I was the most out of the loop I’d ever been. I was in Ireland and I’d just had a baby, and all I had was some CDs that I could buy in the local shop. I might have even bought it in a fucking petrol station. And there were times where I’d be with me mum and have a couple of drinks, and I’d put that on and be singing at the top of me voice. Practicing my “let’s embarrass the children by dancing really badly” thing!

I got really interested in conversational delivery with singing. And this is a classic: “You said you never needed me/I wonder if you need me now.” It’s just brilliant. Even now it’s making me skin prickle up! There’s a mad joy to it that’s very melancholy. I love his voice too, that conversational voice. It’s the same with the Italian music I was getting into—sort of chatting. And then you go to Italy, and the songs are like football fucking anthems. Everybody knows them and everybody can sing along to every fucking word! But it’s the opposite of anthemic. I find that really interesting. The same with that Commodores track—I bet everyone in the audience sings every single word, and yet, it is like talking.

Mina: “Non Credere

I don’t know why I have an affinity with Italian music. I did have an Italian boyfriend a few years ago, briefly, that played me Mina. But I met Sebastiano [Properzi] around that time and had my second child with him—still with him, we made a family together.

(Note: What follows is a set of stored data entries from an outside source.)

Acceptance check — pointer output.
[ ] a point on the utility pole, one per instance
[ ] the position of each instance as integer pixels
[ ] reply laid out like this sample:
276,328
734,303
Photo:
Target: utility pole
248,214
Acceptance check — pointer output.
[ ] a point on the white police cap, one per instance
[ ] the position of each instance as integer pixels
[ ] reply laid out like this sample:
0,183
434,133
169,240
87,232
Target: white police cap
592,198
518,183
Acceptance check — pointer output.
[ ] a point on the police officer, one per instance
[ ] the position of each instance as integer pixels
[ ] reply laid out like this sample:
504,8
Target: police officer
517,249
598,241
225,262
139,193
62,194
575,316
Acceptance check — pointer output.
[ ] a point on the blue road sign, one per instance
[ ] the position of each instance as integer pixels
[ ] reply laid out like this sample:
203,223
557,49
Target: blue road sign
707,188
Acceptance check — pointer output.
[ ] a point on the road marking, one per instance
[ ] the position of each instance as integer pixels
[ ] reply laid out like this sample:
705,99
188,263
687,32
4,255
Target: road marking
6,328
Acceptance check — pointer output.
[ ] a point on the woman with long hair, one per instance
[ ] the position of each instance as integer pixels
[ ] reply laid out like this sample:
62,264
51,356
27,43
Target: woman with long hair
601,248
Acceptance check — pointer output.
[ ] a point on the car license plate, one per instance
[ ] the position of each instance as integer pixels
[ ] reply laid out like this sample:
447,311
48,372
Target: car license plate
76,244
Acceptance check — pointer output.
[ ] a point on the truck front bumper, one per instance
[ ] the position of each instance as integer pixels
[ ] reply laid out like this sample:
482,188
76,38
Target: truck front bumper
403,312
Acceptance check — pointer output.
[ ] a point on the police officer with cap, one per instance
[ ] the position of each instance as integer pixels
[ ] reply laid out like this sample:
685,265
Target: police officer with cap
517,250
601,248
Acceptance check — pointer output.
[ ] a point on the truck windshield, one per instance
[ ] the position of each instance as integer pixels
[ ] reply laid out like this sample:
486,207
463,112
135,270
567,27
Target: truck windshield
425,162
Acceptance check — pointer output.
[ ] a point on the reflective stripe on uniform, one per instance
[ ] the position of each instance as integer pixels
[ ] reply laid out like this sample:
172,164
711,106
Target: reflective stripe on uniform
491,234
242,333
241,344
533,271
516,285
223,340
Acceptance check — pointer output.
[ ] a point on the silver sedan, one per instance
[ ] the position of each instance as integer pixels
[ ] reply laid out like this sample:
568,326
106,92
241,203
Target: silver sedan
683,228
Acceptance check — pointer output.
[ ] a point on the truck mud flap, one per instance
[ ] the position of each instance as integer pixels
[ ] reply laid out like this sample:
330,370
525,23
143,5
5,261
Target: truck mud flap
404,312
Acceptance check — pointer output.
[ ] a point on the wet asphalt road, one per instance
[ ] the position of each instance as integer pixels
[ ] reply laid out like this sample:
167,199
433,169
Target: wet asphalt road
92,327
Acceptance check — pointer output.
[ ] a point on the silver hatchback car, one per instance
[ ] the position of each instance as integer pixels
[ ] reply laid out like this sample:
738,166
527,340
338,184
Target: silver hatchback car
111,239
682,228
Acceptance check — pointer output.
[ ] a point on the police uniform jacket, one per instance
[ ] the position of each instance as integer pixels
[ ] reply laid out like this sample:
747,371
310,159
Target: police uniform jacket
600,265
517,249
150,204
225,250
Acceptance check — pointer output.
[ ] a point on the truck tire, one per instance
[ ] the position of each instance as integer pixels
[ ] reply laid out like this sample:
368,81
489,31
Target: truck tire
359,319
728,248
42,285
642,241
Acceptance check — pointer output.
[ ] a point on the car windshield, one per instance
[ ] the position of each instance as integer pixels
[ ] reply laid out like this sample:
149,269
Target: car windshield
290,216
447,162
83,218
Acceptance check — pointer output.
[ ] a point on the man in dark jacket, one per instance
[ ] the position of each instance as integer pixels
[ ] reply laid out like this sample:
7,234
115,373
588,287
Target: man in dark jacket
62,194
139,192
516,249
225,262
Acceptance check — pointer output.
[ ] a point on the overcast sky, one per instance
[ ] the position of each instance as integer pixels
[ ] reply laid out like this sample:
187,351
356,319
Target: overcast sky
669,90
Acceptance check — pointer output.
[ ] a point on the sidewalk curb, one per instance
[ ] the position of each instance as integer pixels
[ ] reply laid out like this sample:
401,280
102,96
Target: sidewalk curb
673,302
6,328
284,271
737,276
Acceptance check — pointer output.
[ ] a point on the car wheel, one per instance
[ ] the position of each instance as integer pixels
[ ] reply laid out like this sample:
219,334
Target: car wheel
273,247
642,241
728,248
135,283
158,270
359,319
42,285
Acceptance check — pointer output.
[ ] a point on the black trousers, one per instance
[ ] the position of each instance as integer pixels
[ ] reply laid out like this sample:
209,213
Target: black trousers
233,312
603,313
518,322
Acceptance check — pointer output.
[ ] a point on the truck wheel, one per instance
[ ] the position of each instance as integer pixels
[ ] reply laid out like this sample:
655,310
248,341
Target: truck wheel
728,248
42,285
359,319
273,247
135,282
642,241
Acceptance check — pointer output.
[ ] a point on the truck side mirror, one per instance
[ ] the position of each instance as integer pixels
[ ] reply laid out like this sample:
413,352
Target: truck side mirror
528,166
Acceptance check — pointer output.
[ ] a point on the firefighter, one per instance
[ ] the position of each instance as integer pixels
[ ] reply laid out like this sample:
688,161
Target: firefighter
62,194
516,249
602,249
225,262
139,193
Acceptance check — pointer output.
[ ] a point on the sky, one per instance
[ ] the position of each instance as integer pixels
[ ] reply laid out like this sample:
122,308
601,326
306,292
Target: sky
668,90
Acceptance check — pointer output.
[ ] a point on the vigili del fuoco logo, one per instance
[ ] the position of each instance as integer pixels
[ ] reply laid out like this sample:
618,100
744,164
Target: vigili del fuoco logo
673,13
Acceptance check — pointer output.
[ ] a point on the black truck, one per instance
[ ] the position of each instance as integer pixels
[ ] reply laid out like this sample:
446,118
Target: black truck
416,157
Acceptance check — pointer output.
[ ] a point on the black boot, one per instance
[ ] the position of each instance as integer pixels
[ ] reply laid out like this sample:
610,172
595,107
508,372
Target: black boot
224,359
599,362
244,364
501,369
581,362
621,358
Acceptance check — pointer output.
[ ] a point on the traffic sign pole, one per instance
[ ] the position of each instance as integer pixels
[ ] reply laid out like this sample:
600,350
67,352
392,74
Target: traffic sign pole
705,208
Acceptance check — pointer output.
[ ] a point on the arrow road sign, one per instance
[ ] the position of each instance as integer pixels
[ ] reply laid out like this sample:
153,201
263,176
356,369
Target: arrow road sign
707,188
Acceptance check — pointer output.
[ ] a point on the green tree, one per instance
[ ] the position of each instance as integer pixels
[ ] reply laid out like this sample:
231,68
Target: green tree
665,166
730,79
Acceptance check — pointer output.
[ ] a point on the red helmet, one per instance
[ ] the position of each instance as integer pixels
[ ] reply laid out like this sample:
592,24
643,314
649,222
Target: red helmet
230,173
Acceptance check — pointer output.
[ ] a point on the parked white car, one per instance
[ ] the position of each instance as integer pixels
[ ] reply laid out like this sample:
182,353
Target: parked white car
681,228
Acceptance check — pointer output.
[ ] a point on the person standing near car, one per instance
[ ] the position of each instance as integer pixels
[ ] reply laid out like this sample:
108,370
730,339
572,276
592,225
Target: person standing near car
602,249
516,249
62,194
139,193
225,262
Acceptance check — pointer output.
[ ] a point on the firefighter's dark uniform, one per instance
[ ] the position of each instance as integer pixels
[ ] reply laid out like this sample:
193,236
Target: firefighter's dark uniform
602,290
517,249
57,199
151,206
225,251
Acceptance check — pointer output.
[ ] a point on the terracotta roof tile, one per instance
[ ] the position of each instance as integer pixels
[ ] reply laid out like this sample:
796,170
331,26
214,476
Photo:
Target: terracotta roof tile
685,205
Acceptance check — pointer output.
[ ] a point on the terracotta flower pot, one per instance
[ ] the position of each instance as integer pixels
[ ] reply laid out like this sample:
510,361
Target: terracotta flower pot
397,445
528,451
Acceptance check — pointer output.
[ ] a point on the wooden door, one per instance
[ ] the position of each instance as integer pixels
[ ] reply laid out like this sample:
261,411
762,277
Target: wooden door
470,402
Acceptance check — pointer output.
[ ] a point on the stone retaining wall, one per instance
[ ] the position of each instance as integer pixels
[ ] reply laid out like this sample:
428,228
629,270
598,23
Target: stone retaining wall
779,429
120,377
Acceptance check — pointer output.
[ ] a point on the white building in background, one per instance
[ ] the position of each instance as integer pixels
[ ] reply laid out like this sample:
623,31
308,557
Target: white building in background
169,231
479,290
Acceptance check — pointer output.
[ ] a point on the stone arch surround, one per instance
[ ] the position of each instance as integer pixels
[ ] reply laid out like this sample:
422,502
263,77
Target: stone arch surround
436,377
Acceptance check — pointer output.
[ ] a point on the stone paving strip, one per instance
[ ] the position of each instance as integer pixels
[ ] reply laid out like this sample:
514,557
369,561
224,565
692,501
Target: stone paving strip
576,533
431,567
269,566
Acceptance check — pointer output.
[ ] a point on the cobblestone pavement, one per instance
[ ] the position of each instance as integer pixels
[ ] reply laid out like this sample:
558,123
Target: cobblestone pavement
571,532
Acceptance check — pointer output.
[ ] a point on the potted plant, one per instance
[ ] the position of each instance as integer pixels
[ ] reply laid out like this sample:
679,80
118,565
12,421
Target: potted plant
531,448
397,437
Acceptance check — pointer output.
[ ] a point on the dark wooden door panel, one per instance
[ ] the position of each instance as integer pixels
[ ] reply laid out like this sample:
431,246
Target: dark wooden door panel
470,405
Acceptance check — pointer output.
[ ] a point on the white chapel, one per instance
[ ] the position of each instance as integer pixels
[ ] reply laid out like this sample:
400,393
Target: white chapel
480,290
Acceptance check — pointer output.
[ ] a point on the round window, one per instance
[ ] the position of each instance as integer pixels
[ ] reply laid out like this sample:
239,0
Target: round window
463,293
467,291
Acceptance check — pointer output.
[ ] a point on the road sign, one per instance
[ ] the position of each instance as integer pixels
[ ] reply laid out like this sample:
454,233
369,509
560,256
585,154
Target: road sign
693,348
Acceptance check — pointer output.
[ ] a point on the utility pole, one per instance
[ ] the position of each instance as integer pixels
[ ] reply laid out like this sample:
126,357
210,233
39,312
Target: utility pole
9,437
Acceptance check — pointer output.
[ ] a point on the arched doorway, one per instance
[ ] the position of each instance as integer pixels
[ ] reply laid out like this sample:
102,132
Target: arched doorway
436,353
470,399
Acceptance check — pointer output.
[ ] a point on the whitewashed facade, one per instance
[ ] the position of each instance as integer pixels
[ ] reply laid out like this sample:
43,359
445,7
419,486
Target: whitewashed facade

It was the most beautiful time of my life, honestly, because it was the biggest surprise. I had thought I wasn’t going to have the normal family thing and then I had it with this person and it was incredible. He’s a musician, I met him in the studio and sang on one of his projects, a song called “Flash of Light.”

We were together for a little while when he played me this song, “Non Credere,” which his uncle wrote. I already was aware of Mina and totally mad about her. The video is just Mina’s face, so you can really see the mouth, the diction. When he went out, and I thought, I’ll give it a go. I wrote it down phonetically, studying her mouth and the sound, and bit by bit, I’d almost learned it by the time he came back. I was like, “Come on, let’s record it!” One thing led to another and we recorded an EP in Italian [2014’s Mi Senti]—mostly covers, one original. I memorized those songs phonetically. I know quite a lot of Italian now; then I knew a lot less.

Tolouse Low Trax: “Rushing Into Water

That’s the one I think of when I think of last year. We played it on various holidays and it’s very resonant. This concept of “chug” in dance music—slowing it all down—he’s really at the forefront of that recurring seriously, and not just as a joke or a novelty. You’d be surprised at how slow “Incapable” is, as well.

Is club culture resurgent in my work? I don’t think it ever really disappeared for me, but I don’t wanna be trapped in it, either. I like making music where you don’t know what the fuck it’s gonna do to people. I like the freedom. There are things that happen in dance music that are really boring and formulaic and mind-numbing and would kill me if I had to do them all the time, but there are things in it that are really forward-thinking and complex emotionally that I will always be drawn to.